Prestiti generosi a soggetti considerati da qualsiasi banca inaffidabili. Viaggi studio pagati ai figli dei dirigenti. Speculazioni finanziarie con le quote degli iscritti o straordinari galattici per aumentare gli stipendi di chi scaldava la sedia. Un bancomat per funzionari e travet capitolini, tutto questo è stato l'Ipa, l'istituto di previdenza e assistenza per i dipendenti di Roma Capitale. Una situazione - denunciata dal Messaggero - che ha causato un buco da 51 milioni di euro, un crollo delle iscrizioni e, di riflesso, un tracollo più pericoloso in termini finanziari delle contribuzioni: sono calate del 21 per certo in pochi anni.
I CONTROLLI
I controlli - interni o da parte dell'azionista, il Comune - non ci sono mai stati. Per esempio sull'autorizzazione degli straordinari. Sì, perché alcuni dipendenti dell'Ipa riuscivano in questo modo a intascare di fatto un doppio stipendio. Gli addetti erano inquadrati come personale capitolino in comando, cioè prestati, all'Ipa. Accanto allo stipendio base si facevano pagare un numero incredibile di straordinari: in alcuni casi anche di 180 ore al mese. Ma di straordinario c'era soltanto il modo di giustificare questo plus di lavoro: si è scoperto che c'era il dipendente che si vedeva riconoscere 1.400 euro per aver organizzato la manifestazione «del primo giorno di scuola» o 1.100 per la «festa della befana».
Tra i casi più eclatanti c'è il pagamento delle vacanze studio all'estero ai figli dei dirigenti. Pratica vietata dallo statuto dello stesso istituto di previdenza capitolino, che impedisce ai suoi vertici e alle sue prime linee di ottenere benefit di qualsiasi natura. Anche perché i corsi di formazione o quelli di lingue fuori dai confini patrii erano autorizzati soltanto per i figli degli impiegati, con redditi certamente molto più bassi di chi guidava l'ente. Invece in barba alle norme interne e alle più semplici regole di sana e buona gestione, ecco voli aerei e rette in college esclusivi rimborsati in toto e in parte per viaggi in Scozia, Londra, Oxford, Palma di Maiorca, Malaga, Barcellona, Valencia o Malta. Anzi, più che pagati strapagati: soltanto nel 2017 furono impegnati in questa direzione mezzo milione di euro.

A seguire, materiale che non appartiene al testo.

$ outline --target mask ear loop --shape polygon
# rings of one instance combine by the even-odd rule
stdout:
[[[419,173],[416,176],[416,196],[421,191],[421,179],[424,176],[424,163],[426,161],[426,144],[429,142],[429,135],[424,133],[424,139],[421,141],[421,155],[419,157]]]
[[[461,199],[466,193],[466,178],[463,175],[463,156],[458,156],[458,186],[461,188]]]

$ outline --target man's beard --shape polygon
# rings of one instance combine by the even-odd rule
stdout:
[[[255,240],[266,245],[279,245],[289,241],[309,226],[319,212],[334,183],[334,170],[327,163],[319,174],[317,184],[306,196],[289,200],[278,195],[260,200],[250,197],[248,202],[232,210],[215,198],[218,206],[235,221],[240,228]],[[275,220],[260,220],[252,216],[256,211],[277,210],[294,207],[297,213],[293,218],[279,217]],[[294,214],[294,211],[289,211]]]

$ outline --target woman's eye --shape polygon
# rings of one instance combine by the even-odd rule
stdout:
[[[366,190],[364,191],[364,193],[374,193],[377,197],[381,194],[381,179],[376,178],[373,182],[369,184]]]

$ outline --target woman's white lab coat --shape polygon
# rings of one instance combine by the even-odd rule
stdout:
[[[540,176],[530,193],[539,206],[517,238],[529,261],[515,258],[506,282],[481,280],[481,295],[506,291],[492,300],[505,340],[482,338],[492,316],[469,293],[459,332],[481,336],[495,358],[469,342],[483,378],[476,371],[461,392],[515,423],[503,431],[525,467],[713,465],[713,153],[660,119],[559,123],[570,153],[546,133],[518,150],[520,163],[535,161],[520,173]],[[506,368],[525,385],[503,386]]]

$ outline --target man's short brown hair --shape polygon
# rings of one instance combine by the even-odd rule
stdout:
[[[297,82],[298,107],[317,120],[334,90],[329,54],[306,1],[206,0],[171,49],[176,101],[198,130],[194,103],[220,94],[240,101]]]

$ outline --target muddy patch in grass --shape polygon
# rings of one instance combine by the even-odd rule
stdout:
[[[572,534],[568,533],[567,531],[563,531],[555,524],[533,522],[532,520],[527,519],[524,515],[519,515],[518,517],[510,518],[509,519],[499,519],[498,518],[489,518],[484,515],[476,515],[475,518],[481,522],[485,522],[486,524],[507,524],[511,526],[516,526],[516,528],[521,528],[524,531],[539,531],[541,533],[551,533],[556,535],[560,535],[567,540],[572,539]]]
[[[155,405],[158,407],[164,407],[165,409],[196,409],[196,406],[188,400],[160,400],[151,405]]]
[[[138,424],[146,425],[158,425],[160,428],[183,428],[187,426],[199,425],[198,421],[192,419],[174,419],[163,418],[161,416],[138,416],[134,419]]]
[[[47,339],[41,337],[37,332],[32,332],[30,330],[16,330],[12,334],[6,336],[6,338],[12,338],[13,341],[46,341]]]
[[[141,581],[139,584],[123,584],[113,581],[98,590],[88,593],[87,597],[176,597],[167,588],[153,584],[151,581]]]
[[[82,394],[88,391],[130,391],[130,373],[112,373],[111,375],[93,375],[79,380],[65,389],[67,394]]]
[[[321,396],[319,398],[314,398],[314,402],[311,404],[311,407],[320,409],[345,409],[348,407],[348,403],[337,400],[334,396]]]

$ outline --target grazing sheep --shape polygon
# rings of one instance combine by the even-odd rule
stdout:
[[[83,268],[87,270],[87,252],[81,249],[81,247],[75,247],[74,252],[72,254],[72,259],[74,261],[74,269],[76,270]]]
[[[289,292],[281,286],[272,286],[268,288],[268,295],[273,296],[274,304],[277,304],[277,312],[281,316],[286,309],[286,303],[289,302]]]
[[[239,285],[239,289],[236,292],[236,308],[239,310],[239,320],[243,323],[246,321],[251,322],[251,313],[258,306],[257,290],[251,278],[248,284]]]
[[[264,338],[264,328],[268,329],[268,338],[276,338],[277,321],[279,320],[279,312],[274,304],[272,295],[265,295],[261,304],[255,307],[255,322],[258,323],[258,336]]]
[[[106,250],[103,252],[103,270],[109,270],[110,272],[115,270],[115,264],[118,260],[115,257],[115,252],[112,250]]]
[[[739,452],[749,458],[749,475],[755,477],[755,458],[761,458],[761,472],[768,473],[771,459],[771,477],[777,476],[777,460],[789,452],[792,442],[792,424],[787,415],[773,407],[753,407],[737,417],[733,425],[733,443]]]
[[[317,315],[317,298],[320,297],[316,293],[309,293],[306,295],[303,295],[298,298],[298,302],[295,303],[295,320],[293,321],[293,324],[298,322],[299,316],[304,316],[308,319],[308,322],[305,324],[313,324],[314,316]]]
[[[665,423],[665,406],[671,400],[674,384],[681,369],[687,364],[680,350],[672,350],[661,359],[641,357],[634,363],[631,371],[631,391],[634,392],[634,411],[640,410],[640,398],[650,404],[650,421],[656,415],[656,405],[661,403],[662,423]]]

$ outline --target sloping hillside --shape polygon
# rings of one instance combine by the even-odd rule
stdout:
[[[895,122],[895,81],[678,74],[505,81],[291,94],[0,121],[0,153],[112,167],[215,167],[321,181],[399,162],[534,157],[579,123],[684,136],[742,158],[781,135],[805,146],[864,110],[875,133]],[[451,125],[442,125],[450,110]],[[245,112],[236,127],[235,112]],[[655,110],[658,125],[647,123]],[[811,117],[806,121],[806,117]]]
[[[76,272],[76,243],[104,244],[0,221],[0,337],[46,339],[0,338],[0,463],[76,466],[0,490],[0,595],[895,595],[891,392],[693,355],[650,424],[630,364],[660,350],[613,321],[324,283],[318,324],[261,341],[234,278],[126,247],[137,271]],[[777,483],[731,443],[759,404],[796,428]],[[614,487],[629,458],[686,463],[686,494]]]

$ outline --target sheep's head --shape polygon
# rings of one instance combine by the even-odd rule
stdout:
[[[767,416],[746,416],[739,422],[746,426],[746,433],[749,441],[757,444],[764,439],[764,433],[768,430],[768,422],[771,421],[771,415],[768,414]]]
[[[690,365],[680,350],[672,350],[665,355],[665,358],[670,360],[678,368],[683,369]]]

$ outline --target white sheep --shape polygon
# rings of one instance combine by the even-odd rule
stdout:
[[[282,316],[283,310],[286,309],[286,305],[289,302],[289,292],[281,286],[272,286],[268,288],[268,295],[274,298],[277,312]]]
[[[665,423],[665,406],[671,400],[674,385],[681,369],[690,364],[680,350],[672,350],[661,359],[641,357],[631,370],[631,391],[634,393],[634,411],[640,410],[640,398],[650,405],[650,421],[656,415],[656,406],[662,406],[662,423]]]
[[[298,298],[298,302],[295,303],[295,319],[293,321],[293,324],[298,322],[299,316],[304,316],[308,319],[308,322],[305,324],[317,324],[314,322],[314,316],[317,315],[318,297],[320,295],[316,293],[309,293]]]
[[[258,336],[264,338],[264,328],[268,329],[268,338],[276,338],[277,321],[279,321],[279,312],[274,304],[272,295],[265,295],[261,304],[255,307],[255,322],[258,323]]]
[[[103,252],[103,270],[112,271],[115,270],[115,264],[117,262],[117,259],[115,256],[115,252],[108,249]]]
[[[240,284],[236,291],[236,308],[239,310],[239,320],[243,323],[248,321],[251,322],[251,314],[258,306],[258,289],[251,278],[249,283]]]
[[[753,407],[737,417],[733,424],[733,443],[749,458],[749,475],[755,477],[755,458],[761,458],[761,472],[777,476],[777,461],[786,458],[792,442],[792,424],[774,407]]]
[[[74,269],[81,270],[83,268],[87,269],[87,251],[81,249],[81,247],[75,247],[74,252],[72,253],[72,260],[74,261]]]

Altro capitolo in questa vicenda finito nel mirino della Corte dei Conti riguarda l'allegra gestione dei prestiti ai dipendenti. Intanto tra i dirigenti che si occupavano di autorizzare le pratiche c'era anche un'ex giardiniere comunale, privo di esperienze e competenze finanziarie. In questo marasma non deve sorprendere se siano stati autorizzati mutui a comunali senza alcuna garanzia, morosi o protestati. Di più, sono stati scoperti bonifici ad alcuni addetti senza neppure la necessaria autorizzazione. Inutile dire che molti impieghi non sono stati mai restituiti, qualcuno ha fatto pure perdere le proprie tracce. E parliamo anche di cifre altissime: 50, 70mila o 100mila erogati con leggerezza. Per esempio a una dipendente che non sapeva altrimenti come pagare la vacanza studi al figlio, che voleva formarsi in Australia, o alla netturbina dell'Ama che aveva già acceso un mutuo e se ne è visto autorizzare un altro con una motivazione surreale: merita i soldi perché «l'ex coniuge è detenuto».
Come si è detto, l'Ipa era un bancomat a favore di dirigenti e dipendenti capitolini. E come ogni banca che si rispetti, al suo interno c'è pure chi si è dato alla finanza speculativa, comprando titoli e bond con un alto rischio e scarsissime possibilità di ritorno dell'investimento, invece dei classici titoli di Stato poco remunerativi ma sicuri. Soltanto nel 2017 si sono scoperte perdite per quasi mezzo milione di euro. E in fondo non poteva andare diversamente: tra i manager che decidevano le strategie d'investimento c'era anche un ex dipendente dell'ufficio scuola, laureato in sociologia. Che però amava leggere di finanza.